Per Roberta Autolitano, oggi assistente sociale e la più giovane socia di “Al Rèves”, la sartoria sociale è stata una continua scoperta.

«Mi sono ritrovata a vivere un'esperienza più ricca di come me l’ero immaginata. È stato un incontro di intenzioni, di senso, tant’è vero che abbiamo deciso di proseguire questo percorso insieme e ora sono dipendente a tutti gli effetti della cooperativa».

La maggior parte dei soci è costituita da donne e alcuni sono soggetti svantaggiati. Tra i volontari che hanno cominciato a sperimentarsi in questo settore c’è Karifa, uno dei sarti, anche lui oggi lavoratore effettivo. Non ama parlare, ma lavorare e lo fa con competenza e professionalità.

« Cosa ho pensato esattamente quando sono arrivata qua? Cosa ci facessi in un posto del genere. Poi ho capito che la sartoria sociale non è un posto – tiene a precisare la Autolitano – , ma un luogo in cui ci sono persone diverse, senza le quali non esisterebbe nulla. Sta proprio in questa molteplicità di anime la forza di “Al Rèves”».

Storie, esperienze, che si uniscono e che assumono ancora più valore in quanto praticate in un bene confiscato alla mafia.

«Gestire un bene confiscato è una grande responsabilità. Vuol dire testimoniare la legalità, non con le parole ma con i gesti quotidiani. Il bene comune siamo tutti noi quando costruiamo percorsi di solidarietà e sussidiarietà che vanno oltre l'io e oltre le parentele familiari. Libera e Addiopizzo ci hanno sempre spronato e sostenuto nella scelta della legalità, tema difficile in un settore artigianale come il nostro che vive nel nero. E il lavoro nero, lo dico forte e chiaro, alimenta la criminalità e lo schiavismo delle persone. Ora, però, guardiamo al futuro continuando a fare sogni che poi speriamo si tramutino in realtà».

Tanti i desideri che hanno già nel loro Dna la concretezza di azioni che guardano sempre agli altri.

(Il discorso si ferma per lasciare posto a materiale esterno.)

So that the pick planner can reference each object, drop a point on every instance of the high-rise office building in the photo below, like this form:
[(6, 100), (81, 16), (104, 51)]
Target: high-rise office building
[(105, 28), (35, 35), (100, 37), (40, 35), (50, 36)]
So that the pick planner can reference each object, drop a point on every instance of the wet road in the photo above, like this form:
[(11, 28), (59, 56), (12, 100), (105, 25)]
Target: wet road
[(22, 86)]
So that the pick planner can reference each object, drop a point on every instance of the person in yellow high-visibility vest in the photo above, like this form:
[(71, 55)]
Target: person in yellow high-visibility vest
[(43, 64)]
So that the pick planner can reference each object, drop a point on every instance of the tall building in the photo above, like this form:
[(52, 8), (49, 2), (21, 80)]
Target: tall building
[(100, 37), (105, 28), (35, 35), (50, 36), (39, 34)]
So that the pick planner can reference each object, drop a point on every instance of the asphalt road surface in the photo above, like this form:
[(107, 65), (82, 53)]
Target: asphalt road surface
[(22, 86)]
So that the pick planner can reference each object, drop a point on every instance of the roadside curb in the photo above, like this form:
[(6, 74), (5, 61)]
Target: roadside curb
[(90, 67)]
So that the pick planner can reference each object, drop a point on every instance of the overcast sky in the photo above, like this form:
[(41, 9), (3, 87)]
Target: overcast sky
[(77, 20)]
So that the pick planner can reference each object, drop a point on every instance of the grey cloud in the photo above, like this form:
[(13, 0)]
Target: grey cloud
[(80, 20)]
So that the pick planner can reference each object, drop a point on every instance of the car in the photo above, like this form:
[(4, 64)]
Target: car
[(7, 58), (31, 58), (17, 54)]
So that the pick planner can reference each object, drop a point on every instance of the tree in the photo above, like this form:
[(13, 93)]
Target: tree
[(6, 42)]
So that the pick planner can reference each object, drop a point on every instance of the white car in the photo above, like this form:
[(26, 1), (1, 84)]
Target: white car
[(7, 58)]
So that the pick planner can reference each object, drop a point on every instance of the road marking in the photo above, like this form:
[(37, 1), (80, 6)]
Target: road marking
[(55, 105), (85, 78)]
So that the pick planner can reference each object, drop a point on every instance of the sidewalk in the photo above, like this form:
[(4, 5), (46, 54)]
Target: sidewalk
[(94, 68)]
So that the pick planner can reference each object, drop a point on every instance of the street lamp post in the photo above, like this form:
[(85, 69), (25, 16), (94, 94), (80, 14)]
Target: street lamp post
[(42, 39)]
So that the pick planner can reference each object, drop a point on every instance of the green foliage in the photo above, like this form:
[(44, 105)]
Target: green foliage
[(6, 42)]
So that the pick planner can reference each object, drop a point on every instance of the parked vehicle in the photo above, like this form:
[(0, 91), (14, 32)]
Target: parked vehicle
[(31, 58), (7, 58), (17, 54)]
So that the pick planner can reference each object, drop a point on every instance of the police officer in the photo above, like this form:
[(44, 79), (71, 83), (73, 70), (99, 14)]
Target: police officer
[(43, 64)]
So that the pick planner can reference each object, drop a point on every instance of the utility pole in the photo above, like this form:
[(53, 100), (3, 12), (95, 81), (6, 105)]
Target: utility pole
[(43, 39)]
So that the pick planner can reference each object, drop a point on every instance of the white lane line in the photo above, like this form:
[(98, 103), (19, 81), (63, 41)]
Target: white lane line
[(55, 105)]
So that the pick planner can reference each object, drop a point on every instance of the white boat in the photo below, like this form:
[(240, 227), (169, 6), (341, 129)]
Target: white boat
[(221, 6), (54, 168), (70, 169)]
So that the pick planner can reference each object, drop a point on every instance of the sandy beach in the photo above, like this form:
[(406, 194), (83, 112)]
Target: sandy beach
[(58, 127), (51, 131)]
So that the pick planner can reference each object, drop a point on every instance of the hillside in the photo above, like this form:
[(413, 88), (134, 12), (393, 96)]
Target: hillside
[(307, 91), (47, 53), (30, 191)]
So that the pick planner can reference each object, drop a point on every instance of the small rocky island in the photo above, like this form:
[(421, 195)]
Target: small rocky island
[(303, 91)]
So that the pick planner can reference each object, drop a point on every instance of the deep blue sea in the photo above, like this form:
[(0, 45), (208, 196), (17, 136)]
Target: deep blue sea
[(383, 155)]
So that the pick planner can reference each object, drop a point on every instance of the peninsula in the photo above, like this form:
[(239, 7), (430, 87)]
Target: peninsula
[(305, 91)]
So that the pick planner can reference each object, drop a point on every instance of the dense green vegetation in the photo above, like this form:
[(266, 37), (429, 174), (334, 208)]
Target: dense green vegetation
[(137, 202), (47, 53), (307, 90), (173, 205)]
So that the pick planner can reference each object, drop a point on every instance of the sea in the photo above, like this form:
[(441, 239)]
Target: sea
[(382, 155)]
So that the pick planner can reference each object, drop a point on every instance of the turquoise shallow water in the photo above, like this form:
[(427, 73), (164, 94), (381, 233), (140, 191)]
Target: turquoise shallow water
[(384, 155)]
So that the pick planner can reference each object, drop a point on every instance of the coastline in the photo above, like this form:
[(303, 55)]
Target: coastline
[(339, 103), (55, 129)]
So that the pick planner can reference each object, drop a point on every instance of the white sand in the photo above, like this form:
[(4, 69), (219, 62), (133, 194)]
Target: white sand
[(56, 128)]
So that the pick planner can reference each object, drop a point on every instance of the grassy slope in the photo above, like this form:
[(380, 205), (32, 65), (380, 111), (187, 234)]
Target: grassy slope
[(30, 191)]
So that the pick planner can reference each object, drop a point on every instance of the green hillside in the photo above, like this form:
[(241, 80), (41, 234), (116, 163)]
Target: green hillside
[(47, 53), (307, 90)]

«Ci piacerebbe trovare un'altra sede per occuparci meglio del riciclo tessile e aprire nuovi spazi educativi ambientali. Ci piacerebbe anche implementare il lavoro educativo nelle scuole – conclude la Romano – , ma vorremmo anche impegnarci nella coesione di comunità, a cominciare dalla stessa strada in cui abbiamo sede, dove vorremmo avviare un processo di comunione con tutti i commercianti e cittadini, promuovendo delle giornate grazie alle quali far rinascere l'economia e coltivare le relazioni per il comune benessere. Non volteremo lo sguardo davanti al dilagare della droga perché non è un problema degli anni ’80, non è un problema di pochi e solo di una fascia di età. Conosciamo il dramma esistenziale e le voragini che si aprono davanti a queste situazioni e proveremo a cercare altre realtà che si vogliono impegnare, organizzando spazi di ascolto e di intervento, al fianco dei servizi sanitari sempre più stanchi e pressati dei problemi economici. Ecco le nostre piccole ambizioni, ecco l'idea che abbiamo del nostro fatturato: un'economia di comunione alla maniera descritta da Luigino Bruni, sostanzialmente un fatturato di umanità».